Tuesday 6 December 2011

Fragment of an Imagined Kitchen

Sat drinking a post-work half-pint of Doombar in the Duke of Norfolk with Em. It's about 8:00pm. Another late shift, then, after work, looking around the Jamie Oliver branded shop down Western Road, looking for Christmas presents. I admire the packaging, and wonder if rubbing duck fat on yourself would keep you warm in the snow.
The dark interior of the Duke of Norfolk, and I sit with my back to the rest of the pub. In the other half, I hear a rowdy group of drinkers who have long lost any sense of goodwill and are spiralling quickly into an ugly, shifty, nasty place. They have accents that sound like someone taking the piss out of Eastenders. I wonder why the barman doesn't tell them to be quiet, but he just looks scared.
Past Em's right shoulder and out of the window, I look up the house opposite. look up at a window on the second or third floor. Just a fragment of a room, and for some reason - maybe the light - I think that it is a kitchen. I see the dark bob of a man's head, a shoulder. Both seem unconnected to each other.

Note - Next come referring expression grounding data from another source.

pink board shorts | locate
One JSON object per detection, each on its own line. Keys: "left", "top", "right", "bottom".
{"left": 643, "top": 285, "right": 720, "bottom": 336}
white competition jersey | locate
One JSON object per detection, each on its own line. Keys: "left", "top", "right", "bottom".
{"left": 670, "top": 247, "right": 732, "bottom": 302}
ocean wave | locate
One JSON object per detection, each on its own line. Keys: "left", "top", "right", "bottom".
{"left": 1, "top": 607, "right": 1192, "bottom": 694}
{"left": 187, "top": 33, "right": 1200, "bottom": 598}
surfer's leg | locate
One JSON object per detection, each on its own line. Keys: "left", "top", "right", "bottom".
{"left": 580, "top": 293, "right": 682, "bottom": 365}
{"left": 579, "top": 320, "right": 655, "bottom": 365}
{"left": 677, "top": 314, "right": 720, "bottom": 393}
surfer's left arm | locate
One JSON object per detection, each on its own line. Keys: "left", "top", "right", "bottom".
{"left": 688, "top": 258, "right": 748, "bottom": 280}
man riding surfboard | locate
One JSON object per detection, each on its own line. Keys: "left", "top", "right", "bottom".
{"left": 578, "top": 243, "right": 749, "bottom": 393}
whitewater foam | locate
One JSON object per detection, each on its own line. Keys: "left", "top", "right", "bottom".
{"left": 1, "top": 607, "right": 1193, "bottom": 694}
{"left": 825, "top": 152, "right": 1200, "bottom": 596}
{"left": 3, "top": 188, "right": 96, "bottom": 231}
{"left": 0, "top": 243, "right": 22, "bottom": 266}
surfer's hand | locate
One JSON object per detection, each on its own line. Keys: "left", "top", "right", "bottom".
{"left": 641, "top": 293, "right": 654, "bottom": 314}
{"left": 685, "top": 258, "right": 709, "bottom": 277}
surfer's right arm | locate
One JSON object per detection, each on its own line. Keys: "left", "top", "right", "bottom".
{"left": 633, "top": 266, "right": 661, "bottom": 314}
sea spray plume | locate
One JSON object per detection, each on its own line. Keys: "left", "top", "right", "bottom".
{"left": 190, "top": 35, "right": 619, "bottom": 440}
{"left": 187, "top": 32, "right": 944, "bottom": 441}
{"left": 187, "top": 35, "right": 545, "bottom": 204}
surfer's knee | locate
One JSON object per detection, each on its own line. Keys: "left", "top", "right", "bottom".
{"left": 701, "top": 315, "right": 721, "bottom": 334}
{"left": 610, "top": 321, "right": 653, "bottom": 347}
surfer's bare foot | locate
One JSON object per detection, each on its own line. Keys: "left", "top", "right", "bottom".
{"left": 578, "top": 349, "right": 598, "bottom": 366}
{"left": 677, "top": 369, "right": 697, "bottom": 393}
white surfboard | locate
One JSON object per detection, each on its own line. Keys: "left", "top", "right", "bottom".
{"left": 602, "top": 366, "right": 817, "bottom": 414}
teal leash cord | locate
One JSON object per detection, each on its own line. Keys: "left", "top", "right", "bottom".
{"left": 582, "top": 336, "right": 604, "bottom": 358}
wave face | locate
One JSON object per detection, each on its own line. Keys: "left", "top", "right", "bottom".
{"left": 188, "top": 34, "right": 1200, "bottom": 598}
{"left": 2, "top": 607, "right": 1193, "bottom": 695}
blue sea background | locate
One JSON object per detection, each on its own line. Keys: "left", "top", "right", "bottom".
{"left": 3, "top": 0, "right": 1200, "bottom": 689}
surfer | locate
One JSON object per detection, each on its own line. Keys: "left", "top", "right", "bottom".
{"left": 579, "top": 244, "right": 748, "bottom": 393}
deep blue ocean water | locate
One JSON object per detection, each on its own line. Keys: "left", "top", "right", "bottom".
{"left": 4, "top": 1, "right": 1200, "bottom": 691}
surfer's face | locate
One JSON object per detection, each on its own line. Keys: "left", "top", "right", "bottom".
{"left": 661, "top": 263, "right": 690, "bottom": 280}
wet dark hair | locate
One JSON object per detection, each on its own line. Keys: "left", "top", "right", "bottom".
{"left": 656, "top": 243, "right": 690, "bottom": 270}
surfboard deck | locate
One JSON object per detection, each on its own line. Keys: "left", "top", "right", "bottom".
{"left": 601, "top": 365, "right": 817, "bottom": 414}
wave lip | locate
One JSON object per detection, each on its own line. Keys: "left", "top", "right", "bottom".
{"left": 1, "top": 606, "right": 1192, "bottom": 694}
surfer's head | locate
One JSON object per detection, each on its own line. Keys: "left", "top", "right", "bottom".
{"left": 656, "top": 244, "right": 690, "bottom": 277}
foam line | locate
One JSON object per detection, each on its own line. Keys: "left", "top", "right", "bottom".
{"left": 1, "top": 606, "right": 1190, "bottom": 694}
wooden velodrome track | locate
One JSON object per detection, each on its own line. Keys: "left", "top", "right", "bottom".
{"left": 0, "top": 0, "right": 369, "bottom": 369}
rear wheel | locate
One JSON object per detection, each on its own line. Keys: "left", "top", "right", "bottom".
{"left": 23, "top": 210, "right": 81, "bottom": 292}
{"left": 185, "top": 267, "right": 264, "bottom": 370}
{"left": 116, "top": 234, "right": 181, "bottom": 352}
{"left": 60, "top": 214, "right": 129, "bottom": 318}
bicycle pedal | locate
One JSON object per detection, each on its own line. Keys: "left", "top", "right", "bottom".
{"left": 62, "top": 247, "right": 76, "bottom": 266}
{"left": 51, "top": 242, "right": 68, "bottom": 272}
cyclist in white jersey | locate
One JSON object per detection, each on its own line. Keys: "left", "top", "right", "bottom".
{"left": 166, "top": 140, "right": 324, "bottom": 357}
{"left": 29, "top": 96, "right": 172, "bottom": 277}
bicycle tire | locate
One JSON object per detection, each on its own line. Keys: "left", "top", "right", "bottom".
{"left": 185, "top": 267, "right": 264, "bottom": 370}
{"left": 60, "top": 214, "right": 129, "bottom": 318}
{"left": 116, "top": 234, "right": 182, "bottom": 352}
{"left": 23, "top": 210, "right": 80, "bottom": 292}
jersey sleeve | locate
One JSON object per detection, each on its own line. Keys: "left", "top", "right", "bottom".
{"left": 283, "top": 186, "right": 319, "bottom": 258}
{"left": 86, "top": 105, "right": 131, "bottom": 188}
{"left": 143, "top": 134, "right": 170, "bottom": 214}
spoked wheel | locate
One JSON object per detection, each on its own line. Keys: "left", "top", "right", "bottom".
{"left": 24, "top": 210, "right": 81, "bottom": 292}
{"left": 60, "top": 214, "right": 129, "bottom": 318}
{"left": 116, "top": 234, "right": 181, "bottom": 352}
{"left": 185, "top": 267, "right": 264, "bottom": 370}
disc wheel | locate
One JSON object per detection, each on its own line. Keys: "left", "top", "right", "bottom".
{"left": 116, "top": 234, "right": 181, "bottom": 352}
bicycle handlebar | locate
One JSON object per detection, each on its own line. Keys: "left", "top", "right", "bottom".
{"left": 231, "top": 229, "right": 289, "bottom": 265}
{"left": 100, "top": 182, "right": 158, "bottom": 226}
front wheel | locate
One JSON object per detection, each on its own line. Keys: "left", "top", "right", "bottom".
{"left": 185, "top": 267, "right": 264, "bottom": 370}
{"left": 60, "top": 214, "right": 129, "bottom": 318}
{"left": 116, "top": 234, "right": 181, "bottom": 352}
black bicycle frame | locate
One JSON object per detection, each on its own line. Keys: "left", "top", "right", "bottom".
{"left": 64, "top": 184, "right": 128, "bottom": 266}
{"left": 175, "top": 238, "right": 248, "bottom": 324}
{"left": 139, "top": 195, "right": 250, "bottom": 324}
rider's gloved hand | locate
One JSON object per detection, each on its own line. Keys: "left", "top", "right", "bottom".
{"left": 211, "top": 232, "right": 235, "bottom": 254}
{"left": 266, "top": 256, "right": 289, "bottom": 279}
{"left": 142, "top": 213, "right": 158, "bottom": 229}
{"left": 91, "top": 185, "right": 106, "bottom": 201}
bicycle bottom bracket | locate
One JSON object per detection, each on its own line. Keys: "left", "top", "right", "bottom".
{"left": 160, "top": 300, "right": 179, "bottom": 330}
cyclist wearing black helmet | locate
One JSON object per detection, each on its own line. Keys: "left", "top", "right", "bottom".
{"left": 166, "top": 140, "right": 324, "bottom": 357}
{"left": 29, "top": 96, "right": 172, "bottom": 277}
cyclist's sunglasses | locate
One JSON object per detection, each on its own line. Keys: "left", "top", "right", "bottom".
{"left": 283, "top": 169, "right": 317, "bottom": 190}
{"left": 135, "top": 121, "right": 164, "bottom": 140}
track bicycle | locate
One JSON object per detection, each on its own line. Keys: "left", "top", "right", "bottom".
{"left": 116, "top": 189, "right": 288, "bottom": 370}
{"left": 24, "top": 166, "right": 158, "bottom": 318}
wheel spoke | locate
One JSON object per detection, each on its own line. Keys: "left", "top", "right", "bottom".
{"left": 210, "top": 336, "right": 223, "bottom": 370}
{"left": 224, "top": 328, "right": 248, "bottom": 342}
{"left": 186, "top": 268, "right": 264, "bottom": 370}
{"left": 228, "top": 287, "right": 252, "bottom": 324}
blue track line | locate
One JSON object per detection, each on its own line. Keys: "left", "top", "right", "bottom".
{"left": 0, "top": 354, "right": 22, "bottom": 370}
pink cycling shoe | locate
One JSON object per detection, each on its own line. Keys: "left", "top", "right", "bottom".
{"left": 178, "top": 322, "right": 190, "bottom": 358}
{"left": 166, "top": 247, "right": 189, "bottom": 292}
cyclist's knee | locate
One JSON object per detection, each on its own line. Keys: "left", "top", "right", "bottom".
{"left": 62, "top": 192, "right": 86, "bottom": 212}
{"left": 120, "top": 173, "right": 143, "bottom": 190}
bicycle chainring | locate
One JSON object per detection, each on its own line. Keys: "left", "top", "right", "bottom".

Floating bits of clothed bodies. A strange anatomy lesson. Does he wear glasses? I want him to, but I think my memory is providing these spectacles. The body shifts and is gone.
Where has he gone? The light in that imagined kitchen is still switched on. I still see that angle of wall, of ceiling. Rare joints of architecture in this abstraction of an evening butcher. Maybe there is something in the oven and he has left it there to cook or warm up. Maybe he stands in the doorway of a room into a living area, talking to someone else whom I imagine is sitting down. I imagine them to be students, perhaps studying science or enginerring. I don't know why.
These imagined people with their imagined dinners and imagined conversations. They have no idea I am watching a fragment of their window, wandering on their lives, as deep and rich and mysterious as anyone else's.
I am at home now sat in the living room, the television playing some television movie about a haunted submarine I am not watching. I wonder if that kitchen is now dark, all food eaten, all conversations done.
I imagine someone in that darkened window looking down into the Duke of Norfolk where I sit, imagining someone looking back up at them, and here I am halfway across town writing about them both.